Latest update November 21st, 2024 1:00 AM
Apr 23, 2020 News
As the novel coronavirus (COVID-19) continues to have ripple effects on the economies of many nations, it is expected that governments such as Guyana would consider some form of subsidy to vulnerable groups, since they would lose their income while under lockdown.
But while this may be a good initiative, the bank, based on its past experience, believes that it is key for these subsidy programmes to be designed as temporary, with separate accounts from other structural transfer programmes. It also stressed that these programmes must include sunset clauses, while noting that transparency in the administration of this policy is essential.

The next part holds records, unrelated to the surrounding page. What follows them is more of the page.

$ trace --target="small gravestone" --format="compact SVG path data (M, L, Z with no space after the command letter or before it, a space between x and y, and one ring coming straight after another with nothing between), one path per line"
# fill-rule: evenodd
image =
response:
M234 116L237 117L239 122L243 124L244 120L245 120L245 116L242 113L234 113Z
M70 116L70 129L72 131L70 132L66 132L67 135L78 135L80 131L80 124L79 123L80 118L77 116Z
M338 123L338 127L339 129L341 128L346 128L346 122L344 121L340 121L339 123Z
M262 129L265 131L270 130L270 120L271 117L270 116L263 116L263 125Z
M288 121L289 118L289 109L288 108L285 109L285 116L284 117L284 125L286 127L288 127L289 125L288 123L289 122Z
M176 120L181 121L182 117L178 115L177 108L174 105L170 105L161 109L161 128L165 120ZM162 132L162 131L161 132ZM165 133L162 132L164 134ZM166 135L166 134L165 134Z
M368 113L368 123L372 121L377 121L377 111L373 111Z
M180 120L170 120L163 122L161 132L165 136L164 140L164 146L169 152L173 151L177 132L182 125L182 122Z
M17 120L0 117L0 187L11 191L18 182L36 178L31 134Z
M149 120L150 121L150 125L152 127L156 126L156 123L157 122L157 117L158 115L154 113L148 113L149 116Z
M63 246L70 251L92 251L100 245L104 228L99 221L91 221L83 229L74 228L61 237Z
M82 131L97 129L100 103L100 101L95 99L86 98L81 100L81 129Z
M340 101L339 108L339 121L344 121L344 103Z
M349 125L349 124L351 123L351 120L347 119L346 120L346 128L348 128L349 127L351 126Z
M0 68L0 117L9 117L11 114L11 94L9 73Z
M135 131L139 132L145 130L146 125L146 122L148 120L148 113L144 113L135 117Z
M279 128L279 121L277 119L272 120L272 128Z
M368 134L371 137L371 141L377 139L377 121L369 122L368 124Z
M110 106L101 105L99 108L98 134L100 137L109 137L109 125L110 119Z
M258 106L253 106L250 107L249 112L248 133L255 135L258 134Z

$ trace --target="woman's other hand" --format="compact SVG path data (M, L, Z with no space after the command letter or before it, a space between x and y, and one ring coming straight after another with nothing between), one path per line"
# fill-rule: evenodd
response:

It further noted that if the shoulders of the government are big enough during this trying time, other possible measures could include tax relief policies for regions, people, and firms more fiercely struck by the shock. It also noted that the deferral of labour taxes and social security contributions should also be considered.
In all the foregoing cases, the financial institution said it is key that these measures be implemented as deferrals rather than permanent subsidies, so as not to jeopardize fiscal sustainability.
Furthermore, the IDB was keen to note that making policies as sustainable as possible is key, if governments want to have a strong recovery once the coronavirus crisis is over. The bank said that the more sustainable they emerge, the better their chances are of obtaining financing for growth later on.
In addition to this, the banks said that if governments have enough fiscal space, they should help sustain proper functioning of credit markets. In this regard, the bank noted that several firms are finding it difficult to refinance even short-term loans, as such; there is a risk of massive layoffs if liquidity issues turn into solvency issues for otherwise sound firms.
The IDB said that governments can step in either directly through bond purchase programmes or indirectly by backing asset purchase programmes implemented by central banks. It said, too, that governments can also provide working capital through loans or partial financing of wages to prevent massive layoffs.
Thus far, the bank said it has taken note of the fact that several countries in the Latin America and Caribbean region have taken certain measures such as transfers to households, credit lines to firms, salary compensation to workers whose firms have seen declines in revenue, and reductions or deferrals of labour taxes and other social security contributions.
Time will tell whether these measures will have worked as liquidity support—with a lower burden on sustainability—or as subsidies—with substantially more pressure on already strained fiscal accounts, the IDB said.